You might have noticed me screaming posting about Civil War pension files recently. Blame my great-great-grandfather Martin Haigney, who applied for a veteran’s pension shortly after the enactment of the Disability Pension Act of June 1890.
Martin was not a civilian who joined the great volunteer army of 1861-1865 and fought through its bloody battles — what I think of as a classic Civil War veteran. He had been regular Army since March 1854, when, probably soon after arriving in the United States, he enlisted as a soldier at the Watervliet Arsenal in West Troy, N.Y. And there he served as a soldier, from 1854 until 1867.
Watervliet Arsenal went on to play a vital role in arming Union troops, no doubt about it. However, although Martin was a soldier and was part of an immense war effort, he didn’t dodge snipers at Gettysburg or scramble out of the crater at Petersburg. This left me doubtful when I first started wondering whether he might have gotten a Civil War pension. Was he really pensioner material?
Well, I failed to consider the remarkable scope of the 1890 act. Fortunately, I caught up due to a fascinating and lengthy Ohio State Law Journal article (P. Blanck, Vol. 62, 2001, .pdf file) that examines the Civil War pension system, which began in 1862.
Early on, the U.S. government established pensions for disabled veterans and the widows and orphans of the slain. “Disability” had to be expressed in specific quantities. For example, in 1862 a totally disabled private was eligible for a stipend of $8 per month. From there, it was a matter of determining fractions. Lost a finger or toe? You rated a 2 out of 8, or $2 per month. An eye? 4/8.
As the war went on, the number and magnitude of injuries forced adaptations. Congress passed modifications providing increased benefits for severely disabled soldiers. A 100 percent disabled veteran was defined as one needing “regular aid and attendance” from another person. Measles, malaria and sunstroke were added to the list of war-related conditions. Then an 1873 act took a big leap forward by compensating claims for subsequent disabilities — conditions which, though related to wartime service, didn’t appear until years later. However logical this might seem by today’s standards, it was pretty radical thinking to some commentators of the day.

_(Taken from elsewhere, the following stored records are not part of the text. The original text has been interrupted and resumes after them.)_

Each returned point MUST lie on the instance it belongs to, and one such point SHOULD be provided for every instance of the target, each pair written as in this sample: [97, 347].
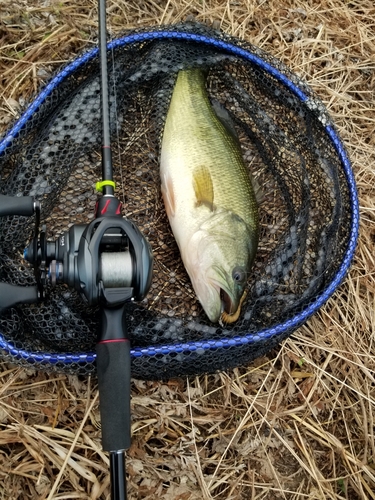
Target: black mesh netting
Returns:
[289, 144]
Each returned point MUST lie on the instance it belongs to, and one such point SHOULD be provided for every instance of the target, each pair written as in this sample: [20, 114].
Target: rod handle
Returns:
[113, 369]
[16, 205]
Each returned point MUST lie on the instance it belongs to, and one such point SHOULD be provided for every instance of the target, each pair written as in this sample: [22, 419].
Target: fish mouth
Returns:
[229, 311]
[227, 305]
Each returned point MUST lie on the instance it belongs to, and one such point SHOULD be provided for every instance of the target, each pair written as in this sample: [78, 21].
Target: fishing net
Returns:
[308, 212]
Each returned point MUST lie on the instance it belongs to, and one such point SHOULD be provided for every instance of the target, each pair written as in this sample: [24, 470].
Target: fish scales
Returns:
[208, 196]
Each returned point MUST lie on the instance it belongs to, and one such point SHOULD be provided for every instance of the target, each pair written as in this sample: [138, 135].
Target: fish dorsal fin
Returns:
[223, 115]
[203, 187]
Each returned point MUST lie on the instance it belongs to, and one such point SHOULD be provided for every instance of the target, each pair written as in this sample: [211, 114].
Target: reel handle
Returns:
[16, 205]
[113, 369]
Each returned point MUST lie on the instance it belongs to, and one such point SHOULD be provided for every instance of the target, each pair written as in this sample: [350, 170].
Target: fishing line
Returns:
[115, 112]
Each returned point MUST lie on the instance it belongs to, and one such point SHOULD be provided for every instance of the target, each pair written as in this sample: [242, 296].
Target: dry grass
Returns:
[297, 424]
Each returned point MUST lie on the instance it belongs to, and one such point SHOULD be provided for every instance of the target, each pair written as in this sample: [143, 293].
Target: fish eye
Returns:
[239, 275]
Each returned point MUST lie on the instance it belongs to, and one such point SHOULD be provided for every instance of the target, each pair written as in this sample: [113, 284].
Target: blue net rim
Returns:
[196, 346]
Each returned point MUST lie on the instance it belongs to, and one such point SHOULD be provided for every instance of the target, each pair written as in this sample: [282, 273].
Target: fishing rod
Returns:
[109, 262]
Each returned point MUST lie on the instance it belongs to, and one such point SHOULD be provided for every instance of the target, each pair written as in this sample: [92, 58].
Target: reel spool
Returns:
[108, 261]
[309, 219]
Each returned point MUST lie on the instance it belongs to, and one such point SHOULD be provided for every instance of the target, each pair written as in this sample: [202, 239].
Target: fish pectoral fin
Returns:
[203, 187]
[168, 195]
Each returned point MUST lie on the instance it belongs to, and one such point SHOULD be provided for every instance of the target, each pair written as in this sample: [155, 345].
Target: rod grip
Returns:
[113, 369]
[16, 205]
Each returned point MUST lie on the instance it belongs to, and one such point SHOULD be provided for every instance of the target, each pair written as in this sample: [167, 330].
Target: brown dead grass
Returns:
[297, 424]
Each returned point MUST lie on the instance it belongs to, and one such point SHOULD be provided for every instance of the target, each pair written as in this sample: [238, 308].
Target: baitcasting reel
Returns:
[108, 261]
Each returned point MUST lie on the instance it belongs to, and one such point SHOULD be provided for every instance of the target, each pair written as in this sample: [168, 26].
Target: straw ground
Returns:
[297, 424]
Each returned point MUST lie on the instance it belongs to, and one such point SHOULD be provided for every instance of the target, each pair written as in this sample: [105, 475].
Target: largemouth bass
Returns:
[208, 197]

But the really radical leap came in 1890. The 1890 act tied the pension system more to the idea of service rather than circumstance. It included new requirements for the length of military service. And it did not require the veteran’s disability to be directly war-related, as long as it was not caused by “vicious habits.”
As in previous acts, however, disability level = a person’s capacity for manual labor. Someone who could not perform one-half of an ablebodied man’s work was a potential pensioner.

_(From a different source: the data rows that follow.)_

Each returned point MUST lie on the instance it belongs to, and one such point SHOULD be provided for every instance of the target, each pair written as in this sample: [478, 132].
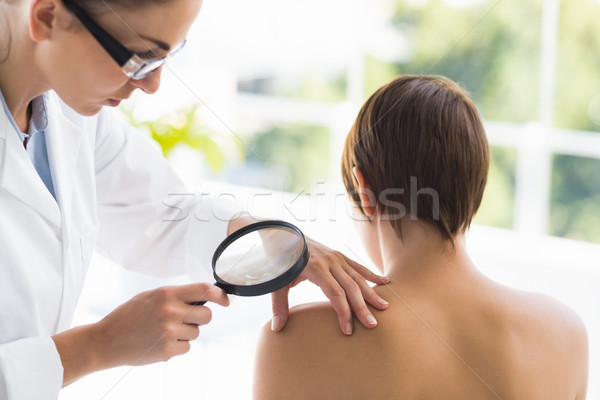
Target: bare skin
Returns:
[51, 50]
[449, 333]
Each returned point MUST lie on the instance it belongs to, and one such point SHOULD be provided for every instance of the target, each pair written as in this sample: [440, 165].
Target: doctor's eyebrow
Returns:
[162, 45]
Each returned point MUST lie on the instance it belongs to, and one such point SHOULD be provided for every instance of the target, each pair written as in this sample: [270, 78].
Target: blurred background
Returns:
[259, 104]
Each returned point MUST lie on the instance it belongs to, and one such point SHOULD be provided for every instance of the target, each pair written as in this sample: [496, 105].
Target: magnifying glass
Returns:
[259, 258]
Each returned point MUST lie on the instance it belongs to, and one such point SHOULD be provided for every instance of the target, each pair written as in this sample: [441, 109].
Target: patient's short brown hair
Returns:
[422, 148]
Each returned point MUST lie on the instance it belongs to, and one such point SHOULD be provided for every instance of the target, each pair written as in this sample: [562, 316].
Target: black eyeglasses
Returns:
[131, 63]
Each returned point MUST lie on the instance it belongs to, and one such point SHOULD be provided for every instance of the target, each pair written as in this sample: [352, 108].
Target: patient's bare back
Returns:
[443, 340]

Well, I could go on and on, because frankly I’m fascinated by yet another example of how the Civil War sparked big social changes. But for now let’s go back to Martin’s 1890 pension application, and the affidavit sworn before a county clerk in Albany, NY on 4 Sept. 1890 by two of his neighbors, David Fitzgerald and Patrick Lyons.
That we have been well and personally acquainted with Martin Haigney [sic] for 25 years, and 25 years respectively, and that since his return from the Army we certify he has been a man of good temperate habits and that the disability is of a permanent character and same is not due to his vicious habits we are near neighbors of his living only about four or five hundred yards apart and have seen him daily three and four times a week the period since he came to live in our neighborhood, about 25 years ago we have conversed with him during the same time and know that he has suffered from the disability of rheumatism in arms, legs and shoulders
He is married and has a family depending on him for their suport [sic] We know he has not been wholely [sic] confined to his house but has found laboring work wherever he could. At such light labor as he could do working in a carpenter shop sweaping [sic] floors and policing about the building at the rate of one Dollar and 12 cents per day for ten Hours work That we know he has paid what he could afford for medicine to cure his rheumatism and we know he is considerablly [sic] bent over from his disability That he is well advanced in years about sixty years of age He is not able to do a sound ablebodied mans [sic] work for he is not physically strong or sound man and we belive [sic] in propositions to his disability He is impaired fully more than one half
These guys had the right talking points:
1. Martin’s disability — severe rheumatism in arms, legs and shoulders — was real and permanent. Plus, it was severe enough that he could no longer “do a sound ablebodied mans work.” Indeed, he was “impaired fully more than one half.”
2. Martin was a man of “good temperate habits” and his disability was “not due to vicious habits.”
3. He was not averse to work. He was trying to support his family with a combination janitor/security guy job at a carpenter’s shop.
Martin’s neighbors (well, most likely the attorney helping him with his application) knew it was important to stress two key factors: degree of disability and soundness of character. Commentators throughout the post-Civil War era fretted about veterans taking advantage. “There are very few men who could not have got a certificate of disability,” groused the New York Times in 1894. “The door of fraud was thrown wide open to let those in who were not incapacitated for self-support.”
Even in 1890, Martin knew the onus was on him to prove himself the real deal.